The World’s Greatest Shave held in March raises funds for research and support to families facing blood cancer. In this 50th year for Curtin and WAIT, the University is aiming to have 50 people join Curtin’s World’s Greatest Shave team. Participants will be happy to know that these open razors are not the tools used for shaving on the day.
These vintage razors with folding handles and honed steel blades were marketed as open razors by the Sheffield manufacturers, and are also known as cut-throat or straight razors.
These particular razors were the personal property of John Curtin and would have accompanied him on his travels by train and ship back and forth across Australia, and on two international journeys.
JCPML00287/6 Two Bengall razors, manufactured by T. R. Cadman & Sons, Sheffield.
JCPML00287/5 The Club Razor, manufactured in Germany.
Curtin’s journeys on trains, ships, planes and, during his 1944 overseas trip, on flying boats, would have tested his skill with an open razor on many a bumpy ride.
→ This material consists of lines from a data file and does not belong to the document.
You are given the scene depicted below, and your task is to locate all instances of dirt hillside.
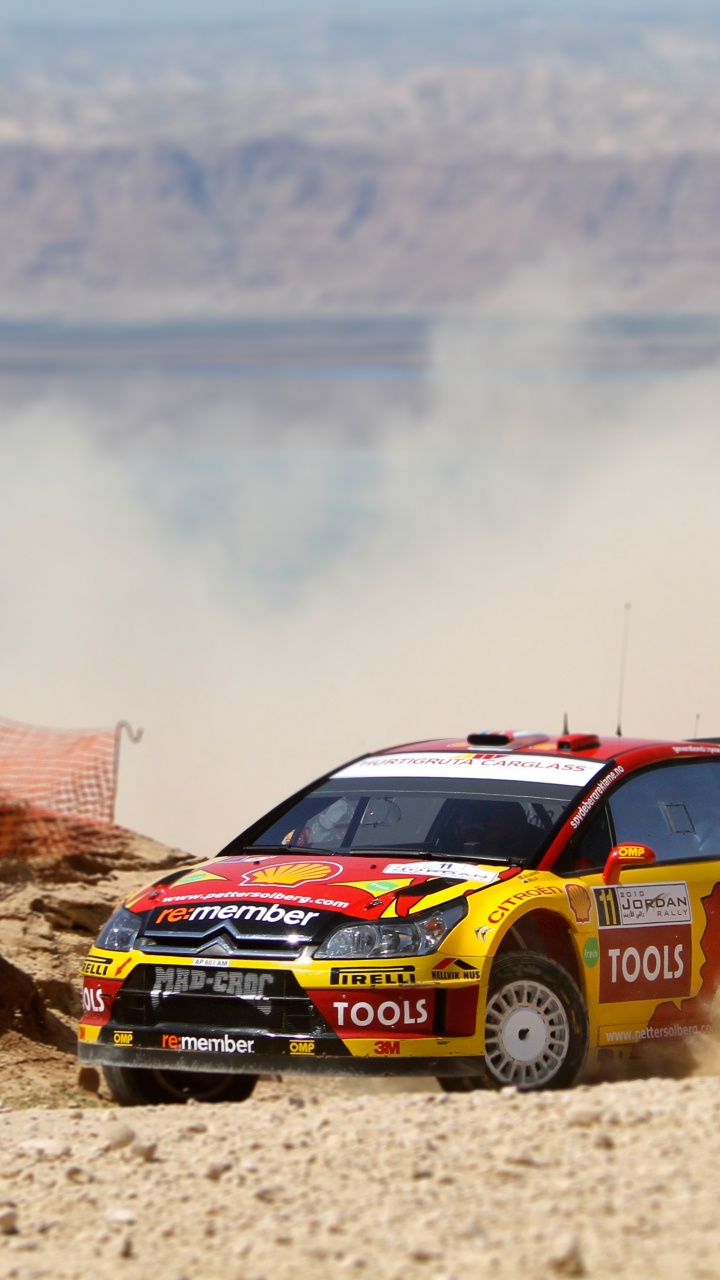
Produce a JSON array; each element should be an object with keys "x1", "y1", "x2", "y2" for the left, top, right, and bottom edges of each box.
[
  {"x1": 0, "y1": 1079, "x2": 720, "y2": 1280},
  {"x1": 0, "y1": 801, "x2": 193, "y2": 1106},
  {"x1": 0, "y1": 813, "x2": 720, "y2": 1280}
]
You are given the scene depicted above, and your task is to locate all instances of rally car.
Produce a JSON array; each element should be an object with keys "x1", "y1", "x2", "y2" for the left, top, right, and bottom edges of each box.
[{"x1": 78, "y1": 732, "x2": 720, "y2": 1105}]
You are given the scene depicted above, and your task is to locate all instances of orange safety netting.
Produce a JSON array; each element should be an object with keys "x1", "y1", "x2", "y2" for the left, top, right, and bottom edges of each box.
[{"x1": 0, "y1": 717, "x2": 118, "y2": 822}]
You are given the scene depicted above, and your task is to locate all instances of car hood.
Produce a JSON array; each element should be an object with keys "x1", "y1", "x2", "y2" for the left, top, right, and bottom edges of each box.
[{"x1": 126, "y1": 852, "x2": 507, "y2": 927}]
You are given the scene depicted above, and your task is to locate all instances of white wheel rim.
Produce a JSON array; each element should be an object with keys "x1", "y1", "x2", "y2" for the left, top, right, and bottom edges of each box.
[{"x1": 486, "y1": 979, "x2": 570, "y2": 1085}]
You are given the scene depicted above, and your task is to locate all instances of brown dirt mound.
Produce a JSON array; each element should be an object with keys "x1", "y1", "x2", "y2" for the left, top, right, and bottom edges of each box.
[{"x1": 0, "y1": 801, "x2": 192, "y2": 1103}]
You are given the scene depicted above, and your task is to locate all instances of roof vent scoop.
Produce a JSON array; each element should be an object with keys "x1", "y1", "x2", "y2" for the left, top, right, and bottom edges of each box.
[{"x1": 557, "y1": 733, "x2": 600, "y2": 751}]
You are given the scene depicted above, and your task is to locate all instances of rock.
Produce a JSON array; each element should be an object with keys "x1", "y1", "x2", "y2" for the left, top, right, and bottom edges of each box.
[
  {"x1": 548, "y1": 1235, "x2": 587, "y2": 1276},
  {"x1": 18, "y1": 1138, "x2": 72, "y2": 1160},
  {"x1": 105, "y1": 1208, "x2": 136, "y2": 1226},
  {"x1": 568, "y1": 1106, "x2": 603, "y2": 1129},
  {"x1": 102, "y1": 1120, "x2": 135, "y2": 1151},
  {"x1": 118, "y1": 1235, "x2": 135, "y2": 1258},
  {"x1": 77, "y1": 1066, "x2": 100, "y2": 1093},
  {"x1": 0, "y1": 1204, "x2": 18, "y2": 1235},
  {"x1": 131, "y1": 1140, "x2": 158, "y2": 1161}
]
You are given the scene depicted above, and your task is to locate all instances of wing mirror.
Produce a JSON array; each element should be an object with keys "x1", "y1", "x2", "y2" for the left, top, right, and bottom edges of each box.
[{"x1": 602, "y1": 845, "x2": 656, "y2": 884}]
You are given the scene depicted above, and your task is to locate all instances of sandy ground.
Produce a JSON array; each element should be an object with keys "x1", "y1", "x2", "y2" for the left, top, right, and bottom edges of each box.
[
  {"x1": 0, "y1": 1078, "x2": 720, "y2": 1280},
  {"x1": 0, "y1": 832, "x2": 720, "y2": 1280}
]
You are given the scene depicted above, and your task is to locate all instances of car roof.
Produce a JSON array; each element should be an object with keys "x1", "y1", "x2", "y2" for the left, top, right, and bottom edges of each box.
[{"x1": 373, "y1": 730, "x2": 720, "y2": 760}]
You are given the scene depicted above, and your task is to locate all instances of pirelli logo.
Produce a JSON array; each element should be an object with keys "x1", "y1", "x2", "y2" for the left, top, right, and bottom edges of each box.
[{"x1": 82, "y1": 957, "x2": 113, "y2": 978}]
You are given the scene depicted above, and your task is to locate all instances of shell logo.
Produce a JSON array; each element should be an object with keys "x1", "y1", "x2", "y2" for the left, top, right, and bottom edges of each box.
[
  {"x1": 242, "y1": 863, "x2": 342, "y2": 884},
  {"x1": 565, "y1": 884, "x2": 592, "y2": 924}
]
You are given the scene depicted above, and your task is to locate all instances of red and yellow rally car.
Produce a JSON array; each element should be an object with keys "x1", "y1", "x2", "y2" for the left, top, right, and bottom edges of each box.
[{"x1": 78, "y1": 732, "x2": 720, "y2": 1103}]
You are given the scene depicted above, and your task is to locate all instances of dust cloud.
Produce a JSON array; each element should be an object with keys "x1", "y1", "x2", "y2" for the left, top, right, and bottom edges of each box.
[{"x1": 0, "y1": 320, "x2": 720, "y2": 854}]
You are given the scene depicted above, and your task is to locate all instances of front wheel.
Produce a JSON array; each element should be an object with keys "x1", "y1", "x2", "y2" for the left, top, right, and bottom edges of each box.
[
  {"x1": 484, "y1": 951, "x2": 588, "y2": 1089},
  {"x1": 102, "y1": 1066, "x2": 258, "y2": 1107}
]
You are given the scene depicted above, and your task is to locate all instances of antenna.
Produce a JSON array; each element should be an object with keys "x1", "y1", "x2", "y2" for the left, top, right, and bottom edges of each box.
[{"x1": 615, "y1": 604, "x2": 633, "y2": 737}]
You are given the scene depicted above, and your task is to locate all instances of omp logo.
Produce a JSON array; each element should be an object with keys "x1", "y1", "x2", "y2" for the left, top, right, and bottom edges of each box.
[
  {"x1": 331, "y1": 964, "x2": 415, "y2": 987},
  {"x1": 242, "y1": 863, "x2": 342, "y2": 884},
  {"x1": 373, "y1": 1041, "x2": 400, "y2": 1057}
]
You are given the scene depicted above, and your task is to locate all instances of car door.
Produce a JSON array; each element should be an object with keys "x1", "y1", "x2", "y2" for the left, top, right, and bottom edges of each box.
[{"x1": 559, "y1": 759, "x2": 720, "y2": 1047}]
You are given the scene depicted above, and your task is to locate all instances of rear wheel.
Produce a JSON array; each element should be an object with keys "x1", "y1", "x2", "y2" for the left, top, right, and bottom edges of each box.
[
  {"x1": 102, "y1": 1066, "x2": 258, "y2": 1107},
  {"x1": 484, "y1": 951, "x2": 588, "y2": 1089}
]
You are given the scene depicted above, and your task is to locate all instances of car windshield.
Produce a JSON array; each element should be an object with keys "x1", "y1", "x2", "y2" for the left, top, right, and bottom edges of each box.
[{"x1": 247, "y1": 777, "x2": 580, "y2": 863}]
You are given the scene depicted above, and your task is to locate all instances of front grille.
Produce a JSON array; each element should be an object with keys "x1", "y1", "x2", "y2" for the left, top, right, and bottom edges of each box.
[
  {"x1": 138, "y1": 924, "x2": 313, "y2": 960},
  {"x1": 138, "y1": 933, "x2": 305, "y2": 960},
  {"x1": 113, "y1": 964, "x2": 322, "y2": 1036}
]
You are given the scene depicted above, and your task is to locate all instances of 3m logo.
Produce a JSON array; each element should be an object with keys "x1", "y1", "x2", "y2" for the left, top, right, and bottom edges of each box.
[{"x1": 374, "y1": 1041, "x2": 400, "y2": 1057}]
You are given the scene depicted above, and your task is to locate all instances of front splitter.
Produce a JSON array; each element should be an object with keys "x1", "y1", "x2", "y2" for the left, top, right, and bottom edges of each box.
[{"x1": 78, "y1": 1042, "x2": 484, "y2": 1078}]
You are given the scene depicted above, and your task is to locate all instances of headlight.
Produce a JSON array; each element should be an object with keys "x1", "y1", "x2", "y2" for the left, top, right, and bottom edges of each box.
[
  {"x1": 315, "y1": 897, "x2": 468, "y2": 960},
  {"x1": 95, "y1": 906, "x2": 142, "y2": 951}
]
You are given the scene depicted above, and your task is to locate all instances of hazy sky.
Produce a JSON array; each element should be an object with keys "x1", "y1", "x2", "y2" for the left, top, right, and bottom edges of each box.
[
  {"x1": 0, "y1": 308, "x2": 720, "y2": 854},
  {"x1": 0, "y1": 0, "x2": 720, "y2": 26}
]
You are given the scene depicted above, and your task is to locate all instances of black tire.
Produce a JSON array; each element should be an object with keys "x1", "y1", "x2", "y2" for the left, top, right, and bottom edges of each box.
[
  {"x1": 102, "y1": 1066, "x2": 259, "y2": 1107},
  {"x1": 476, "y1": 951, "x2": 588, "y2": 1091}
]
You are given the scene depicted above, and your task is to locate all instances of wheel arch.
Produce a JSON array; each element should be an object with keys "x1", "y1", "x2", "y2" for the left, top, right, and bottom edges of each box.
[{"x1": 492, "y1": 908, "x2": 587, "y2": 1005}]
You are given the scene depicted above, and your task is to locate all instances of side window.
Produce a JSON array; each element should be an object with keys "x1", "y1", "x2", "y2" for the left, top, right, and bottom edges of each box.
[
  {"x1": 609, "y1": 760, "x2": 720, "y2": 861},
  {"x1": 552, "y1": 805, "x2": 612, "y2": 876}
]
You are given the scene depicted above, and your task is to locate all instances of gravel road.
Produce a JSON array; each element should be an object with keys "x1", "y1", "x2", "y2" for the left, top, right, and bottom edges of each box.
[{"x1": 0, "y1": 1076, "x2": 720, "y2": 1280}]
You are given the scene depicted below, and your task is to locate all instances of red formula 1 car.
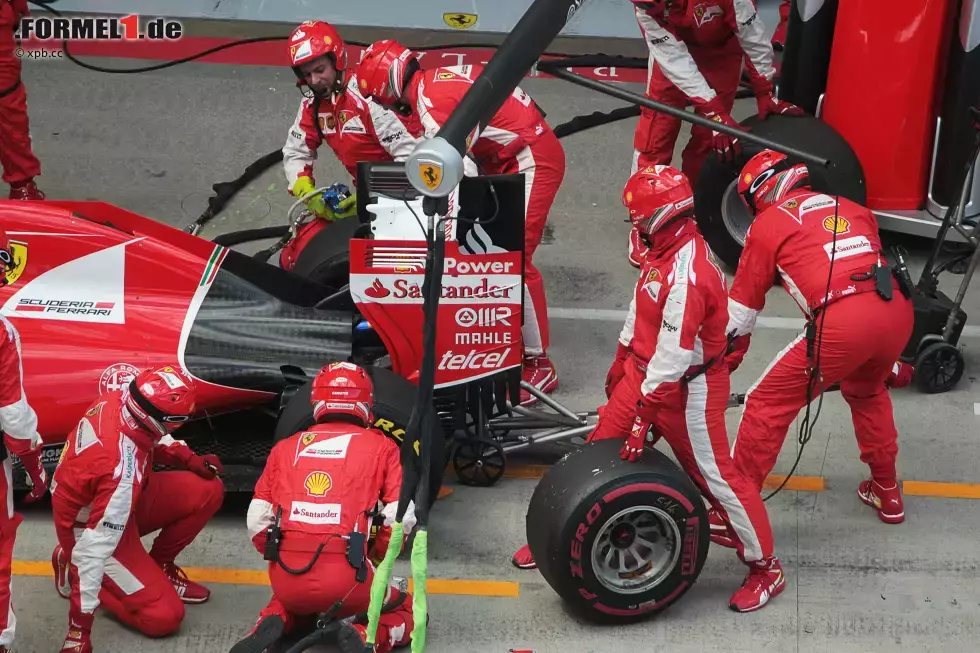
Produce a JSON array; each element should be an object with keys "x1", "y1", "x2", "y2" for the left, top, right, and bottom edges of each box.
[{"x1": 0, "y1": 164, "x2": 586, "y2": 495}]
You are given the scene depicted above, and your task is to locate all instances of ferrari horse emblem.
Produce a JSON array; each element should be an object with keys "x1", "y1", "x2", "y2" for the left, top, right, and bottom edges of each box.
[
  {"x1": 4, "y1": 240, "x2": 27, "y2": 286},
  {"x1": 442, "y1": 13, "x2": 477, "y2": 29},
  {"x1": 419, "y1": 161, "x2": 442, "y2": 190}
]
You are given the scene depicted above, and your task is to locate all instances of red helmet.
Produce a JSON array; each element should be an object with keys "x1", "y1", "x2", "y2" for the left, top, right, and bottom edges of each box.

Towards the end of his life, Curtin was asked about highlights in his career. His daughter Elsie MacLeod recalled his response.
After thinking for a moment he named one: “Shaving myself with a cut-throat razor high in the sky at the point of no return, midway across the Atlantic in 1944”.
John Curtin died in 1945, the year after making that challenging war time journey. The razors were kept in the Curtin family home in Cottesloe for many years, before being donated to the John Curtin Prime Ministerial Library by members of the Curtin family.
References:
JCPML00964/202 Elsie MacLeod, letter to the National Times, 20-26 May 1983.